Der Angeklagte befand sich nämlich in einem seine Strafbarkeit ausschließenden
Irrtum.
a. Soweit er glaubte, sein erworbener Führerschein der Klasse 4 berechtige ihn
unabhängig von der erreichbaren Höchstgeschwindigkeit zur Benutzung des
Leichtkraftrades, befand er sich nämlich in einem Irrtum über den rechtlichen
Geltungsumfang seiner Fahrerlaubnis, welcher als Verbotsirrtum nach § 17 StGB zu
behandeln ist (vgl. Brandenburgisches OLG VRS 101, 299 ff.; NZV 2002, 146 ff.;
vgl. auch BayObLG NStZ-RR 2000, 122 f.). Dieser war unvermeidbar, denn der
Angeklagte hätte auch unter Anspannung seines Gewissens und Einholung einer
sachkundigen Auskunft bei Fachbehörden keine verlässliche Beurteilung der
Rechtslage erhalten und damit das Unrechtmäßige seines Tuns erkennen können
(vgl. LK-Schroeder, 11. Auflage 1994, §§ 17 Rn. 42, 45 m.w.N.).
b. Die Frage, ob die Benutzung eines Kleinkraftrades mit einem Hubraum von nicht
mehr als 50 Kubikzentimetern und einer durch die Bauart bestimmten
Höchstgeschwindigkeit von nicht mehr als 50 km/h, noch mit der (vormaligen)
Fahrerlaubnis der Klasse 4 erlaubt ist, wenn das Leichtkraftrad auch ohne
Vornahme technischer Veränderungen wesentlich höhere Geschwindigkeiten als
zulässig erreicht, war bislang nicht geklärt. Die Entscheidung des OLG Hamm (NJW
1978, 323 f.; vgl. auch AG Geilenkirchen NZV 1993, 125) betraf eine andere und
nicht unmittelbar vergleichbare Fallgestaltung, nämlich die Frage, ob bei einem
an sich fahrerlaubnisfreien Betrieb eines sog. Mofa 25 eine Führerscheinspflicht
überhaupt besteht. Auch vermittelt der Wortlaut des dem Angeklagten
ausgehändigten Führerscheins eher den Eindruck, dass eine etwa durch Verschleiß
eingetretene geschwindigkeitsrelevante Veränderung des Fahrverhaltens lediglich
dazu führt, dass die Verwaltungsbehörde dem Eigentümer oder Halter nach § 17
Abs.1 StVZO eine angemessene Frist zur Behebung des Mangels setzen und
nötigenfalls den Betrieb des Fahrzeug untersagen oder beschränken kann, die
Fahrerlaubnis aber hierdurch nicht betroffen wird.
c.

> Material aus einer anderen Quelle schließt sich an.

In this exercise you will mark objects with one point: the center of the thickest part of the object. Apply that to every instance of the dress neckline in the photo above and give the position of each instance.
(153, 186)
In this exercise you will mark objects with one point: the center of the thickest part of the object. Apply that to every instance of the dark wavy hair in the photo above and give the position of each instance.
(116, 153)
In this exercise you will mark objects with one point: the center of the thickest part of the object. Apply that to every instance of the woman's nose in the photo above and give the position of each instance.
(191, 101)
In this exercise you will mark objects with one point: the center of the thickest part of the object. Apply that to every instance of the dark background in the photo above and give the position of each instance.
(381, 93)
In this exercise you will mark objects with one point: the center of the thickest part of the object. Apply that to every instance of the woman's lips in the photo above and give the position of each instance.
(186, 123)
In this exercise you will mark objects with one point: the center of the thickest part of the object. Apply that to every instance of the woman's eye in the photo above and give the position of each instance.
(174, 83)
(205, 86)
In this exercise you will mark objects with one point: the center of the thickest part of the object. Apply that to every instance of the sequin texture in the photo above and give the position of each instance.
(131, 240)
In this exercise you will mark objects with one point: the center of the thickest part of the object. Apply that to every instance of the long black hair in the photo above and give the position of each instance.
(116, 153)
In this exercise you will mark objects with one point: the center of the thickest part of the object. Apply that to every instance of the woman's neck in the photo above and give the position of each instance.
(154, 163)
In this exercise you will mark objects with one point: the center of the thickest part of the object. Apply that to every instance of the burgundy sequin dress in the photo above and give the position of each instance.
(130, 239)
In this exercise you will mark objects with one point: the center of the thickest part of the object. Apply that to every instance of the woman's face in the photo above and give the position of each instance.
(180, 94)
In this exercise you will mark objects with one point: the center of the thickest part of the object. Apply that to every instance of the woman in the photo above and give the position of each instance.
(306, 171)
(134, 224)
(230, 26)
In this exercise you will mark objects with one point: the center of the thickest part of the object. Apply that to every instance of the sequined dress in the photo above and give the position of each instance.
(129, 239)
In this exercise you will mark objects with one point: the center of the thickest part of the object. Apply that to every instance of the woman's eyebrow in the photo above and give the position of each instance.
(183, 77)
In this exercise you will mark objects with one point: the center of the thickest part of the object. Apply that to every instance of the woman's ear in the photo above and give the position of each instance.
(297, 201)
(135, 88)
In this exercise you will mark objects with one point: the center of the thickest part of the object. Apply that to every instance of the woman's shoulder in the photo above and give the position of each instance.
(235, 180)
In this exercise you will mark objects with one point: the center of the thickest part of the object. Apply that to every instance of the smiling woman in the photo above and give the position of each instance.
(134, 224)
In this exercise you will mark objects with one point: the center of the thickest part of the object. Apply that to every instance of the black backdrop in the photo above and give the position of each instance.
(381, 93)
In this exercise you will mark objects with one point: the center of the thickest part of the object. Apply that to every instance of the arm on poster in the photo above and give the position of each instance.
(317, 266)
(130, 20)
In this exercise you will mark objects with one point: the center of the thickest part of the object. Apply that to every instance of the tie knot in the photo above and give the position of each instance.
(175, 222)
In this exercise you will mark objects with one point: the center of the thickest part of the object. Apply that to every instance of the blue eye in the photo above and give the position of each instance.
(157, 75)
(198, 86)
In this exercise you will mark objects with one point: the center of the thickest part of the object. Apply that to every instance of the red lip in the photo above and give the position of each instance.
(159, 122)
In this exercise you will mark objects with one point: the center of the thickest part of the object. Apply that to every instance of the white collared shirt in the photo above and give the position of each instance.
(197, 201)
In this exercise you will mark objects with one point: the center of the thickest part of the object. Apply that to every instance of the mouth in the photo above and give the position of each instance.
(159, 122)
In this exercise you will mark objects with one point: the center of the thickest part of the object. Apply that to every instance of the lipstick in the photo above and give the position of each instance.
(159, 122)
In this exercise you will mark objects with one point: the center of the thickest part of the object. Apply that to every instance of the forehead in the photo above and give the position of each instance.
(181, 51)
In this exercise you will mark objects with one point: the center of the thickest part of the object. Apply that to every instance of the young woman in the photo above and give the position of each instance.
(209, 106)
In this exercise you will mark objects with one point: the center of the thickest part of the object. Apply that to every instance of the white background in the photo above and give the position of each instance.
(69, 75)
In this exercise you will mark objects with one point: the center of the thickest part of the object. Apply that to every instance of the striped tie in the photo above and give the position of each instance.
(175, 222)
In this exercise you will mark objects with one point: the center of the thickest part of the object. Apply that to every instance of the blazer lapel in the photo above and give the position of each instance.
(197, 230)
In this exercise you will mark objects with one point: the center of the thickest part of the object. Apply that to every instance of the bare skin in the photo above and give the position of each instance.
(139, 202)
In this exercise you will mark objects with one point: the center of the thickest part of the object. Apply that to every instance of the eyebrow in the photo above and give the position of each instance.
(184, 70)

Insoweit kann auch offen bleiben, ob der Angeklagte mit solchen Anordnungen
der Verwaltungsbehörde rechnete, denn dies würde die Annahme eines
Verbotsirrtums i.S.d. § 17 StGB nicht beeinflussen. Zwar kann das
Unrechtsbewusstsein nicht mit dem Bewusstsein der Strafbarkeit eines Tuns
gleichgesetzt werden, weshalb es nicht erforderlich ist, dass ein Täter um die
Existenz einer Strafnorm weiß. Andererseits reicht aber auch die Erkenntnis
nicht aus, ein Verhalten widerspreche der Gesamtrechtsordnung. Denn die
Bestimmung des § 17 StGB stellt auf das "Unrecht" und nicht die bloße
"Rechtswidrigkeit" eines Verhaltens ab und bezieht dieses zudem auf eine
konkrete Tat. Erforderlich ist daher, dass sich die "Unrechtseinsicht" auf eine
"spezifische Rechtsgutsverletzung" bezieht, mithin sich der Täter gerade des
straftatbestandlich vertypten Unrechts bewusst sein muss (vgl. BGHSt 15, 376 ff,
382; OLG Stuttgart NStZ 1993, 344 f.; LK-Schroeder, a.a.O., Rn. 7). An einem
solchen Tatbestandsbezug fehlt es aber vorliegend. Eine etwaige Kenntnis des
Angeklagten von der "Mangelhaftigkeit des Leichtkraftrades" wäre nämlich nicht
mit dem Wissen um die Reichweite seiner Fahrerlaubnis vergleichbar. Die
Vorschrift des § 21 Abs.1 StVG will nämlich gewährleisten, dass Kraftfahrzeuge
nur von solchen Personen geführt werden, welche die hierfür unter Erteilung
einer behördlichen Erlaubnis jeweils erforderliche Eignung und Befähigung
besitzen, und dient nicht zur Verhinderung der Teilnahme mängelbehafteter
Fahrzeuge am öffentlichen Straßenverkehr.
III.
Der Angeklagte war somit aus rechtlichen Gründen freizusprechen. Die
Kostentscheidung folgt aus § 467 StPO.